2.又新法就「犯罪所得」之沒收,已增訂第38條之1規定:「(第1項)犯罪所得,屬於犯罪行為人者,沒收之。但有特別規定者,依其規定。(第2項)犯罪行為人以外之自然人、法人或非法人團體,因下列情形之一取得犯罪所得者,亦同:一、明知他人違法行為而取得。二、因他人違法行為而無償或以顯不相當之對價取得。三、犯罪行為人為他人實行違法行為,他人因而取得。(第3項)前二項之沒收,於全部或一部不能沒收或不宜執行沒收時,追徵其價額。(第4項)第1項及第2項之犯罪所得,包括違法行為所得、其變得之物或財產上利益及其孳息。(第5項)犯罪所得已實際合法發還被害人者,不予宣告沒收或追徵。」。
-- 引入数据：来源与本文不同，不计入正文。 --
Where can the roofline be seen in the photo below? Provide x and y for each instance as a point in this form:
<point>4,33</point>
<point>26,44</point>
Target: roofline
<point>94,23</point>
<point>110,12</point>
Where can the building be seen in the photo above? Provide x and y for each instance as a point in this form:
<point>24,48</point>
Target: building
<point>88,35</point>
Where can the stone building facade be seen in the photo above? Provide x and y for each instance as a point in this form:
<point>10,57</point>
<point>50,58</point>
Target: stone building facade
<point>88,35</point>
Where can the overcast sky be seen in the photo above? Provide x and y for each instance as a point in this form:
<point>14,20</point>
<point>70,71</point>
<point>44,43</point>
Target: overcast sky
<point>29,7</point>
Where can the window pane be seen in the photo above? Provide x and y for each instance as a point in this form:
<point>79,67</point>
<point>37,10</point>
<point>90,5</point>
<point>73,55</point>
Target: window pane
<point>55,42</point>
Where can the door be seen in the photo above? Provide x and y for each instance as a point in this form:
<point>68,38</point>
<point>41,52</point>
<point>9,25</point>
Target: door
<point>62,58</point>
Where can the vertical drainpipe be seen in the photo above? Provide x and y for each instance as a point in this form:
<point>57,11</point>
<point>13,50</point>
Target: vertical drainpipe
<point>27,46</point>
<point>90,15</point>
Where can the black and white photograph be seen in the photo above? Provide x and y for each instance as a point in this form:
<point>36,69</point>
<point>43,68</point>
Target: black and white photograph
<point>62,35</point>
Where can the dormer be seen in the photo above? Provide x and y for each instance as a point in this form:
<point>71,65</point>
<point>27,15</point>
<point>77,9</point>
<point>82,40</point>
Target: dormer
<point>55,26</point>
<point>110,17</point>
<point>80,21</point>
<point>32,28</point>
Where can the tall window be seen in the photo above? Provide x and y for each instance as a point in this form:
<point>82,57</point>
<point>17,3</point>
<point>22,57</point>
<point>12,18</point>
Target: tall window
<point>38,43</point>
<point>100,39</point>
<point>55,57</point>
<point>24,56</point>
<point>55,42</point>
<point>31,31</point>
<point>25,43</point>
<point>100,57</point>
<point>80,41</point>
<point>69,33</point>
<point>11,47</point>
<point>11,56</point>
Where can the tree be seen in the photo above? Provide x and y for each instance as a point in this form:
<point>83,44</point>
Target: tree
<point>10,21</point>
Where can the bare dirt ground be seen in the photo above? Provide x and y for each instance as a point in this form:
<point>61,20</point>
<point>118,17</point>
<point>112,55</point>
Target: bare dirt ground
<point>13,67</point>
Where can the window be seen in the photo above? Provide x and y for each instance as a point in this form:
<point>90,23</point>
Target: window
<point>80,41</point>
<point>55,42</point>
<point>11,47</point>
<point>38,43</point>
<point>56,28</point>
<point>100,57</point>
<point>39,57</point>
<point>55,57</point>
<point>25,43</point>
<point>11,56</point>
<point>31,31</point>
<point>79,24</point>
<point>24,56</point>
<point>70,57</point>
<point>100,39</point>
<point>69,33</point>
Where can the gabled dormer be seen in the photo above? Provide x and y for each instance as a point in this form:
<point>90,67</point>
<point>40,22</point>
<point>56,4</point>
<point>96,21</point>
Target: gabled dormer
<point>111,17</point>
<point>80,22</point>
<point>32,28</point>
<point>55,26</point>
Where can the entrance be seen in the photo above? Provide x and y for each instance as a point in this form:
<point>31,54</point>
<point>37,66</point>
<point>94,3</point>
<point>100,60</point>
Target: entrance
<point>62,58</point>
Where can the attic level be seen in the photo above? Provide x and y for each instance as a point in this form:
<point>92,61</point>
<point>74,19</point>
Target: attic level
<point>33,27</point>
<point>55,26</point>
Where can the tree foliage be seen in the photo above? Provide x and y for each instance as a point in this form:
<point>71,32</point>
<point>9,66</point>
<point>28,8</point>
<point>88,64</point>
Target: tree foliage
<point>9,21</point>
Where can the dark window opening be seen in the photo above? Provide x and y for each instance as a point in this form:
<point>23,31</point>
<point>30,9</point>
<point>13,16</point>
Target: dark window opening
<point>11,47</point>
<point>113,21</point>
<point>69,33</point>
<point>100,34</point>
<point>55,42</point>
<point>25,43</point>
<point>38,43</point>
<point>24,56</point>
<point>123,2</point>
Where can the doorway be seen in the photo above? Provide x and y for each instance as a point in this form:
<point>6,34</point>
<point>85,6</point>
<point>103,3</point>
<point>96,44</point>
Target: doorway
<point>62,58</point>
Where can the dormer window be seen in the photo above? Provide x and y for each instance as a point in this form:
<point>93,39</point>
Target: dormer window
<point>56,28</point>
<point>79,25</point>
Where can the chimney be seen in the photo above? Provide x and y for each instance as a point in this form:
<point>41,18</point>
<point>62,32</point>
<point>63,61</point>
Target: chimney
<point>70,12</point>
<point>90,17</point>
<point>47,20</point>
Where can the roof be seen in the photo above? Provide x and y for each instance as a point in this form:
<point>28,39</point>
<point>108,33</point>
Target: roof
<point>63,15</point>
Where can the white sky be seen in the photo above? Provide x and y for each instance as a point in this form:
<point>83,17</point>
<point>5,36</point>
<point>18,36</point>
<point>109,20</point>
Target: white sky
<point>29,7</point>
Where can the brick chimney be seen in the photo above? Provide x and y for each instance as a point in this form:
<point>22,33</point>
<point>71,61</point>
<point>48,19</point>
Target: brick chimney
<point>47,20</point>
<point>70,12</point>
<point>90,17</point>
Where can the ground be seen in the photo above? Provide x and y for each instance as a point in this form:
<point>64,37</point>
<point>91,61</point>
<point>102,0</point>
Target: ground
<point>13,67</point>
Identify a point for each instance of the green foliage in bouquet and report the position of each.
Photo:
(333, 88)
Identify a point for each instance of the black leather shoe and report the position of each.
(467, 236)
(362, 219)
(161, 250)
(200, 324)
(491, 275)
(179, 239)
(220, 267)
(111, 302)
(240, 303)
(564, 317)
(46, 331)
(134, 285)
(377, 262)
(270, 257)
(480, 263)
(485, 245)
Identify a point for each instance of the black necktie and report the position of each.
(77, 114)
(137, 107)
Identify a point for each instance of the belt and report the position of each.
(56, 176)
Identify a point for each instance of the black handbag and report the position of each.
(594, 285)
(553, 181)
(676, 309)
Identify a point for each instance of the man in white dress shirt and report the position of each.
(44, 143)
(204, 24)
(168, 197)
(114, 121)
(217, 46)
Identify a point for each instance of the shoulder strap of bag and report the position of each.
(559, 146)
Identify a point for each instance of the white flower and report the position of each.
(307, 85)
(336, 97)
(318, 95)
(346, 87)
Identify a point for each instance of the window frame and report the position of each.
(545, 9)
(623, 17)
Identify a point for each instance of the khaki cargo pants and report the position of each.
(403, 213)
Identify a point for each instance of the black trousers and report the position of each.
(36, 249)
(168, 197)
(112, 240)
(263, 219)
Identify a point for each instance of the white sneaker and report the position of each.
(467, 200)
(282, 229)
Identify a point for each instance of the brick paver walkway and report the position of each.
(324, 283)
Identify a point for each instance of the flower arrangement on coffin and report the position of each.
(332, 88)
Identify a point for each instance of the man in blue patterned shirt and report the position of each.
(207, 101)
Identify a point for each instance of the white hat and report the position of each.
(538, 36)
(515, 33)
3.扣案之水果刀1支、口罩1個,均係被告所有犯本案攜帶兇器強盜罪所用之物,業經被告供明在卷(本院卷第32頁),爰依修正後刑法第38條第2項前段規定併予宣告沒收。
4.查本案被告強盜所得之現金491元、乙○○國民身分證1張、紅色小布包1個、上開平板電腦1臺等物,均已發還告訴人即被害人乙○○,此有前開贓物認領保管單足憑(偵卷第27頁),則上開犯罪所得既已實際合法發還被害人,爰不予宣告沒收,附此敘明。
四、適用之法律:
(一)刑事訴訟法第299條第1項前段。
(二)刑法第2條第2項、第330條、第59條、第38條第2項前段,判決如主文。
本案經檢察官丙○○到庭執行職務。
中華民國105年8月31日
刑事第三庭審判長法官高思大
法官湯有朋法官丁智慧以上正本證明與原本無異。
如不服本判決應於收受判決後10日內向本院提出上訴書狀,並應敘述具體理由;其未敘述上訴理由者,應於上訴期間屆滿後20日內向本院補提理由書(均須按他造當事人之人數附繕本)「切勿逕送上級法院」。
書記官孫超凡中華民國105年8月31日附錄本案論罪科刑法條全文:
中華民國刑法第330條第1項犯強盜罪而有第321條第1項各款情形之一者,處7年以上有期徒刑。